Among the things that might be hard to grasp is the idea that fault-zone materials respond in rather unpredictable ways, or "nonlinearly," to seismic waves coming from other quakes, said Paul Johnson, a co-author of both Nature papers and a geoscientist at Los Alamos National Laboratory.
In Johnson and his colleagues' experiment, they used a container filled with glass beads to simulate the ripped-up, granular material inside a fault gouge — the zone where earthquake ruptures happen. They put the beads under pressure and measured how they responded to seismic-like shocks.
They discovered that the materials didn't react to the frequency of the seismic vibrations, but were weakened as a whole when hit by shocks exceeding certain seismic strengths, comparable to the "loudness" of the seismic waves.
The sudden weakening at key amplitudes, instead of gradual weakening as amplitudes steadily increased, is why they describe the triggering as nonlinear, Johnson explained.
The laboratory experiment also showed that faults likely to be most susceptible are those that are already close to slipping, said Johnson, who conducted the experiments with Xiaoping Jia in France at Université de Marne-la-Vallée.

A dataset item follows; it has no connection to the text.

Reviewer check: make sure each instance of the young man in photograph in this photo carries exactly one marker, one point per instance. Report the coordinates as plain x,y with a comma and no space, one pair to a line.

The research was funded by France's Centre National de la Recherche Scientifique and the U.S. Department of Energy.
To see if the laboratory finding could be applied to real earthquakes, Johnson teamed up with the U.S. Geological Survey's Joan Gomberg to see which sorts of historical quakes seem to be triggering other tremors.
They compared records from a number of remotely triggered quakes and found that the most important factor was amplitude, not frequency, just as in the laboratory.
"There are a number of models that have been proposed," said Hough. But few have been able to link laboratory results with what's seen in the ground. "So anything you can do to nail down part of that is really helpful."